Abstract:
The aim of this study was to assess the adsorption of four non-steroidal anti-inflammatory drugs (NSAIDs), namely Paracetamol (PRC), Diclofenac (DIC), Ibuprofen (IBU), and Ketoprofen (KET), using both batch and continuous experiments with clay. Various analytical techniques, including XRD, FTIR, SEM coupled to EDX, and Zeta potential, were employed to characterize both raw and calcined clay. XRD and FTIR analyses confirmed the kaolinite nature of the clay. SEM data revealed a lamellar structure formed in the clay after calcination at 550 °C. Adsorption tests were conducted to determine the optimal adsorption conditions. Batch kinetics of adsorption demonstrated rapid adsorption of all four NSAIDs, with the highest adsorption occurring at pH 4 (DIC, IBU, and KET) and pH 6 for PRC, using a concentration of 20 mg L-1 of calcined clay. Additionally, the pseudo-second-order model provided the best fit for all NSAIDs adsorption processes.

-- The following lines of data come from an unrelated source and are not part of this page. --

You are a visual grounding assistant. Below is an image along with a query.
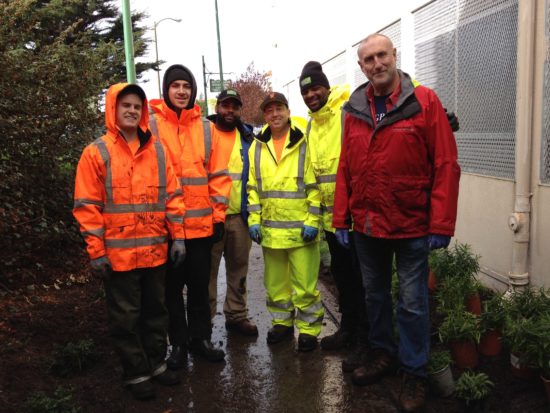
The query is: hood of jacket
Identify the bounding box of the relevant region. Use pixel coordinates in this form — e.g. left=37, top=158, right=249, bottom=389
left=162, top=65, right=197, bottom=111
left=308, top=85, right=350, bottom=120
left=105, top=83, right=149, bottom=136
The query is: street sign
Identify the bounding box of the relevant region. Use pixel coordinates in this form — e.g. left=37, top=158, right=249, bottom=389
left=210, top=79, right=230, bottom=93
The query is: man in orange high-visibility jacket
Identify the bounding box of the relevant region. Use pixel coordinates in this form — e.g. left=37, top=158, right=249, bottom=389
left=73, top=83, right=185, bottom=399
left=150, top=65, right=231, bottom=369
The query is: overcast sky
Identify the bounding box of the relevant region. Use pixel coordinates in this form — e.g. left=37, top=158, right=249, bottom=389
left=130, top=0, right=427, bottom=98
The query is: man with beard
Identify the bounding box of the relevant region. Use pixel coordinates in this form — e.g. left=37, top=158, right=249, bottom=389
left=208, top=89, right=258, bottom=336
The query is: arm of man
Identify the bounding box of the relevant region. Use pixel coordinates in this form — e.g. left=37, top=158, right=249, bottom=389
left=332, top=114, right=351, bottom=229
left=73, top=145, right=106, bottom=260
left=206, top=125, right=231, bottom=224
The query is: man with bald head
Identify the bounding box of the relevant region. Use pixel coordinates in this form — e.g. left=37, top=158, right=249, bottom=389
left=333, top=34, right=460, bottom=412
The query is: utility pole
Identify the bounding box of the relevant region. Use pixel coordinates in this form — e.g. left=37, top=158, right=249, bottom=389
left=214, top=0, right=225, bottom=86
left=202, top=55, right=208, bottom=116
left=122, top=0, right=136, bottom=83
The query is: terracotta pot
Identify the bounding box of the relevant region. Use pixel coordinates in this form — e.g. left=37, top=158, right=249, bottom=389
left=540, top=374, right=550, bottom=403
left=466, top=293, right=481, bottom=315
left=428, top=364, right=455, bottom=397
left=477, top=330, right=502, bottom=357
left=450, top=340, right=479, bottom=369
left=510, top=353, right=537, bottom=380
left=428, top=270, right=437, bottom=292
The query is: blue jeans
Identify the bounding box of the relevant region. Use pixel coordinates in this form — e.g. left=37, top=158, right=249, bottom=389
left=354, top=231, right=430, bottom=377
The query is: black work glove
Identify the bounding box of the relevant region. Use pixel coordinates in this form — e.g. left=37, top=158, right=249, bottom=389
left=212, top=222, right=225, bottom=242
left=443, top=108, right=460, bottom=132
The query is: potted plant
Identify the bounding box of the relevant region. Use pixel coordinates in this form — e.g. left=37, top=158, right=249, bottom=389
left=427, top=350, right=455, bottom=397
left=455, top=371, right=494, bottom=413
left=503, top=288, right=550, bottom=379
left=478, top=293, right=506, bottom=357
left=439, top=308, right=480, bottom=369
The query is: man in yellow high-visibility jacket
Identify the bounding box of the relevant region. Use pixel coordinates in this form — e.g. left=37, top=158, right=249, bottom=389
left=247, top=92, right=324, bottom=351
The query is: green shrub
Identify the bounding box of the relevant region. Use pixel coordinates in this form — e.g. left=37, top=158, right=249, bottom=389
left=50, top=340, right=98, bottom=377
left=24, top=387, right=81, bottom=413
left=455, top=371, right=494, bottom=405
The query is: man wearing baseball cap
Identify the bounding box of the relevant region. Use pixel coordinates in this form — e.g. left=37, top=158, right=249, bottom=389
left=248, top=92, right=324, bottom=351
left=208, top=89, right=258, bottom=336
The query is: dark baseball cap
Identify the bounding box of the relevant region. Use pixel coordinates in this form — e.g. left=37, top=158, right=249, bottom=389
left=260, top=92, right=288, bottom=111
left=217, top=89, right=243, bottom=106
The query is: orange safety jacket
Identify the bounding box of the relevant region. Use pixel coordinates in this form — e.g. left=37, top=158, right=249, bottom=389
left=73, top=83, right=185, bottom=271
left=150, top=99, right=231, bottom=239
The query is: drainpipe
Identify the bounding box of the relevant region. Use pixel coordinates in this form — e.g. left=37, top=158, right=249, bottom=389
left=508, top=0, right=537, bottom=290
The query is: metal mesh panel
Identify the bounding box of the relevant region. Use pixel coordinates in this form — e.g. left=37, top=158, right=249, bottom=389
left=351, top=20, right=401, bottom=90
left=415, top=0, right=517, bottom=179
left=540, top=0, right=550, bottom=184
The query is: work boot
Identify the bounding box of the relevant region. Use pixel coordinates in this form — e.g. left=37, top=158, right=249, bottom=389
left=128, top=379, right=156, bottom=400
left=225, top=318, right=258, bottom=337
left=399, top=372, right=428, bottom=413
left=267, top=324, right=294, bottom=344
left=189, top=338, right=225, bottom=362
left=351, top=349, right=398, bottom=386
left=320, top=329, right=352, bottom=351
left=166, top=345, right=187, bottom=370
left=153, top=369, right=181, bottom=386
left=342, top=344, right=368, bottom=373
left=298, top=333, right=317, bottom=351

Maximum adsorption capacities, as determined by the Langmuir model, were 80 mg g-1 for PRC, 238 mg -1g for DIC, 138 mg g-1 for IBU, and 245 mg g-1 for KET. In fixed bed column studies, three dynamic models (Thomas, Adams-Bohart, and Yoon-Nelson) were utilized to describe the breakthrough curves, with linear regression used to identify key characteristics for process design. The fixed bed column adsorption study revealed that DIC exhibited the highest removal efficiency at 98%, while KET, IBU, and PRC were more persistent, with removal efficiencies of 77.1%, 76.7%, and 67.1%, respectively. The Thomas model was deemed appropriate for describing the breakthrough curve. These findings offer valuable insights into the interactions between clay and pharmaceuticals with varying physicochemical properties. They also provide information on the adsorption models, saturation, and adsorption capacities of various pharmaceuticals on natural clays, which can be crucial for further research and environmental remediation efforts.
摘要:
这项研究的目的是评估四种非甾体抗炎药(NSAIDs)的吸附,即扑热息痛(PRC),双氯芬酸(DIC),布洛芬(IBU),和酮洛芬(KET),用粘土进行分批和连续实验。各种分析技术,包括XRD,FTIR,SEM与EDX耦合,和Zeta潜力,用于表征粗粘土和煅烧粘土。XRD和FTIR分析证实了粘土的高岭石性质。SEM数据显示在550°C煅烧后在粘土中形成层状结构。进行吸附试验以确定最佳吸附条件。批量吸附动力学证明了所有四种NSAIDs的快速吸附,在pH4时发生最高吸附(DIC,IBU,和KET)和PRC的pH6,使用浓度为20mgL-1的煅烧粘土。此外,伪二阶模型为所有NSAIDs吸附过程提供了最佳拟合。最大吸附能力,由朗缪尔模型确定,PRC为80毫克克-1,DIC为238mg-1g,138mgg-1用于IBU,KET为245毫克克-1。在固定床柱研究中,三个动态模型(托马斯,亚当斯-博哈特,和Yoon-Nelson)被用来描述突破曲线,线性回归用于识别工艺设计的关键特征。固定床柱吸附研究表明,DIC的去除率最高,为98%,而KET,IBU,中华人民共和国更加执着,去除率为77.1%,76.7%,和67.1%,分别。Thomas模型被认为适用于描述穿透曲线。这些发现为粘土和具有不同物理化学性质的药物之间的相互作用提供了有价值的见解。他们还提供有关吸附模型的信息,饱和度,以及各种药物对天然粘土的吸附能力,这对于进一步的研究和环境修复工作至关重要。